Job creation requires a government we can afford

Posted on June 3, 2014 in Governance Debates

TheStar.com – Opinion/Commentary – If we want to create jobs in Ontario, our first priority must be getting the deficit under control.
Jun 02 2014.   By: Tim Hudak

When you hear from leaders in an election campaign, you deserve the plain truth about where we stand, and why. I have been clear from day one that my party’s sole priority is job creation.

The foundation of our Million Jobs Plan is a balanced budget, and ending Ontario’s debt spiral. Families understand that it’s wrong to pile debt onto our children and grandchildren. But there’s an even more urgent reason: job creation.

The Ontario Chamber of Commerce’s top priority for the provincial budget is balancing the books. Why? Because well-run businesses want to locate plants and jobs in well-run provinces.

The McGuinty-Wynne government is borrowing an extra $4,100 a year for every family in Ontario. That’s not the balance on your share of the credit card — it’s the amount the balance goes up every year. $4,100 is a lot of money for my family, and I bet it’s a lot of money for yours.

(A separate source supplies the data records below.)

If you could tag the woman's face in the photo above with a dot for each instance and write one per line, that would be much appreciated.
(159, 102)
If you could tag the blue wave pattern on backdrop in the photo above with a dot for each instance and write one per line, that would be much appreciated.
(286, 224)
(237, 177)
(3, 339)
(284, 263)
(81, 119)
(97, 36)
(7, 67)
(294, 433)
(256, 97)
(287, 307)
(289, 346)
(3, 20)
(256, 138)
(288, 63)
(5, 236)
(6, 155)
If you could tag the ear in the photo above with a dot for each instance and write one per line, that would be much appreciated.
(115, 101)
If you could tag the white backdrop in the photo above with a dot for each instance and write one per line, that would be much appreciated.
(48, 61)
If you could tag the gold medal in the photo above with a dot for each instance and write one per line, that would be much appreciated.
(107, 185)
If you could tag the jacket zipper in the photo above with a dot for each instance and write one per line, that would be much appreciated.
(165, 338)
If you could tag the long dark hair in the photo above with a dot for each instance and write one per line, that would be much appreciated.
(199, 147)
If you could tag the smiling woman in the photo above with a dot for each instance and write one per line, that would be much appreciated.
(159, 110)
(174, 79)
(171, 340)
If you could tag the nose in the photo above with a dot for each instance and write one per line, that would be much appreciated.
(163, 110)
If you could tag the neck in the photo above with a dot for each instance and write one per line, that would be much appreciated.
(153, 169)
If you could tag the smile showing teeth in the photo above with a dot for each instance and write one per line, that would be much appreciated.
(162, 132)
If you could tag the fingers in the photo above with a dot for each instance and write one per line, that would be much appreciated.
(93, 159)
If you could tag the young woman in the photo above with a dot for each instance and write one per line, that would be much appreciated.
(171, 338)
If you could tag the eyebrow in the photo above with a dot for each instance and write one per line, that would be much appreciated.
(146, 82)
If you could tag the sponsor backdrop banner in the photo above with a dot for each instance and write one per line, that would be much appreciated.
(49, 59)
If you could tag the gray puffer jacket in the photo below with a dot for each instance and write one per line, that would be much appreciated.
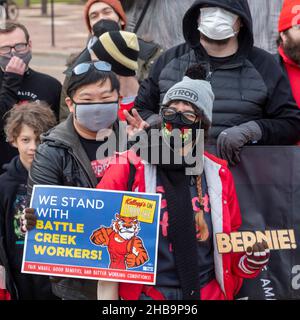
(249, 86)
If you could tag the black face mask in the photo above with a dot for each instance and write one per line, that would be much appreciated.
(103, 26)
(159, 147)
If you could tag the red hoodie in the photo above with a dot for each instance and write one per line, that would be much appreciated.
(293, 71)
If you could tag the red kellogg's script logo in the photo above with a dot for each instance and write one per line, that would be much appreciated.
(136, 203)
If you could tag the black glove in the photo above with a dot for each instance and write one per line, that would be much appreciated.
(231, 141)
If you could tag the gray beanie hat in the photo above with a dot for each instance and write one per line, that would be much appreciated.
(197, 92)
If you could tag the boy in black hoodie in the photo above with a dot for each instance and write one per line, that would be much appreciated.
(24, 125)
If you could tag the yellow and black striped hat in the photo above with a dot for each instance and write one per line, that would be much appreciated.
(120, 49)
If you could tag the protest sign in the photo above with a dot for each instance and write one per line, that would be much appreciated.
(93, 234)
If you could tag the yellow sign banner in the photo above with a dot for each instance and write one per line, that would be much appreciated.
(138, 207)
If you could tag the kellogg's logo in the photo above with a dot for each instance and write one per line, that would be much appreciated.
(141, 208)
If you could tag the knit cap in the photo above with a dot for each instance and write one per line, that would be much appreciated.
(289, 15)
(120, 49)
(197, 92)
(115, 4)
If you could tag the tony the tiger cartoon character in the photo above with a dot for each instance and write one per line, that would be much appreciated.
(125, 249)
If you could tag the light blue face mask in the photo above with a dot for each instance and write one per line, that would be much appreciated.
(96, 116)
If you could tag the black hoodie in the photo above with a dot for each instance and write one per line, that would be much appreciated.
(13, 199)
(248, 87)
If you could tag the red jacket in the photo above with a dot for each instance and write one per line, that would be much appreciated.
(225, 211)
(293, 71)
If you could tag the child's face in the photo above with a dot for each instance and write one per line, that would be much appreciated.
(26, 143)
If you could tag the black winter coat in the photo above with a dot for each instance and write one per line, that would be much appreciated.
(61, 160)
(13, 186)
(251, 86)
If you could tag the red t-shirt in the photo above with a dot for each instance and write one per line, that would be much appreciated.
(293, 71)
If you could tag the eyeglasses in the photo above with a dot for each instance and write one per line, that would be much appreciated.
(187, 117)
(85, 67)
(19, 47)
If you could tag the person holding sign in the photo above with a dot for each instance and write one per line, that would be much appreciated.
(195, 206)
(23, 127)
(68, 155)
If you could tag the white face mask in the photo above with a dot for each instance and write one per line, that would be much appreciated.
(217, 23)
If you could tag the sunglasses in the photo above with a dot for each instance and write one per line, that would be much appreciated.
(85, 67)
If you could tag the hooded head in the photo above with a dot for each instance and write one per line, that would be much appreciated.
(289, 15)
(115, 4)
(237, 7)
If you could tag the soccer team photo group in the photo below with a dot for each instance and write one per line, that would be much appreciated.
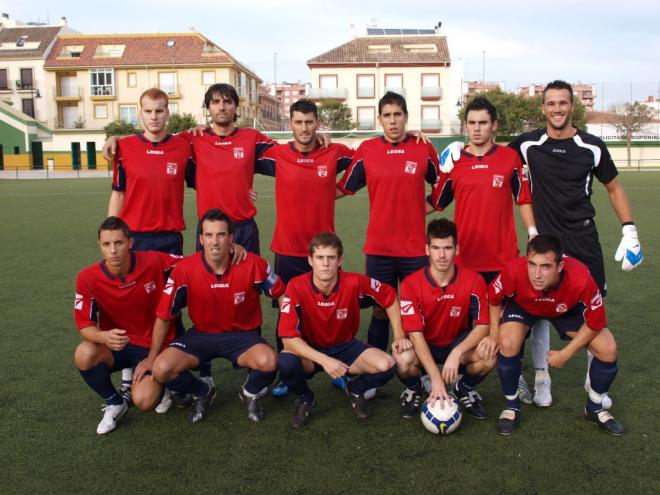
(459, 297)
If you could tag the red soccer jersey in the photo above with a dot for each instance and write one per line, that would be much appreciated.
(327, 321)
(224, 170)
(219, 303)
(128, 303)
(484, 188)
(394, 175)
(576, 287)
(443, 312)
(305, 193)
(152, 176)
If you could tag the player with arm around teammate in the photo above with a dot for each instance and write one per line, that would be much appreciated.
(115, 310)
(223, 304)
(544, 284)
(445, 315)
(320, 316)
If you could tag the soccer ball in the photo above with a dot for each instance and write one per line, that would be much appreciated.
(441, 421)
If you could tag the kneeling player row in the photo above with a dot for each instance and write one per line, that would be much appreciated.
(127, 304)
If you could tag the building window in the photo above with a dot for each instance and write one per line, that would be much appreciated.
(128, 113)
(101, 111)
(366, 118)
(26, 79)
(208, 77)
(365, 85)
(28, 106)
(101, 82)
(167, 82)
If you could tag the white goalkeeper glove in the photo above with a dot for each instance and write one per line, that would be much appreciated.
(450, 154)
(629, 250)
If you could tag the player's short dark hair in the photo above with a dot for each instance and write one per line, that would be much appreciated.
(481, 103)
(114, 223)
(304, 105)
(441, 228)
(546, 243)
(392, 98)
(215, 215)
(326, 239)
(558, 84)
(224, 90)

We cannot go on borrowing $4,100 more per family every single year, forever. If you tried to pay your mortgage every year by taking out another mortgage, the bank would stop lending to you. It works the same for governments. In many countries, from Ireland to Greece to Spain, lenders have forced governments to fix spending problems their way. And when that happens, things get very ugly, very quickly.

How bad is Ontario’s debt problem? Unfortunately, it’s very bad indeed. Ontario’s projected annual deficit for 2014-15 is twice as big as the deficits of all nine other provinces, plus the federal government, put together. It has gone up, not down, for the last two years. The Liberals have doubled our debt, and Ontario’s debt per person is an astonishing five times as high as California’s.

There’s only one way to balance the budget, and that’s to spend less. When well over half of every dollar of spending goes to salaries and benefits for government workers, spending less means having fewer government workers. That’s why we have said very directly that a balanced budget means going from 1.2 million government workers today to 1.1 million — the number we had in 2009.

I take no joy in doing this. But it has to be done, and we can do it carefully and sensibly. Nobody thought we had a shortage of government employees in 2009, and we can deliver great front-line services with 1.1 million, when we set the right priorities.

Kathleen Wynne will not take this vital action to balance the books. She said this week that she wants “the same number of public sector employees . . . or more.” She will not name a single position she would eliminate — as if all government workers were equally important.

We disagree. We will protect professionals who deliver essential services: nurses, doctors and police officers. And we will eliminate the do-nothing provincial bureaucracies, like the Ontario Power Authority that oversaw the gas plant scandal and the Local Health Integration Networks that just create paperwork and don’t see a single patient.

Our first choice is always to reduce positions through attrition (not filling vacancies when people retire or leave voluntarily). Attrition of government workers is over 5 per cent per year, or about 200,000 over four years. You might think that means we could reduce the size of government entirely through attrition. But when a nurse retires, we need to fill that vacancy with a new nurse. And not everybody at the Ontario Power Authority is going to retire next year — but we can’t just keep funding that useless bureaucracy until they do. So some employees in wasteful administrative bureaucracies will have to get some of the many new private sector jobs instead.

Some of the reduction in the size of government will also come through opening up government services to fair competition. GO Train service is delivered by Bombardier, not by government workers. There is no reason GO Bus service can’t be contracted the same way, for better value. When a position is contracted through fair competition, it doesn’t go away; it just moves out of government.

Ontario’s jobs crisis is directly linked to our government’s debt crisis. To get our private sector growing again, to create a million new jobs, we must start by reducing government to the size it was in 2009. Only the PC party has told you this simple truth, and only our party has laid out a clear, careful achievable plan to reduce the size of government. I invite you to read our full plan for job creation at millionjobsplan.com.

Tim Hudak is leader of the Progressive Conservative Party of Ontario.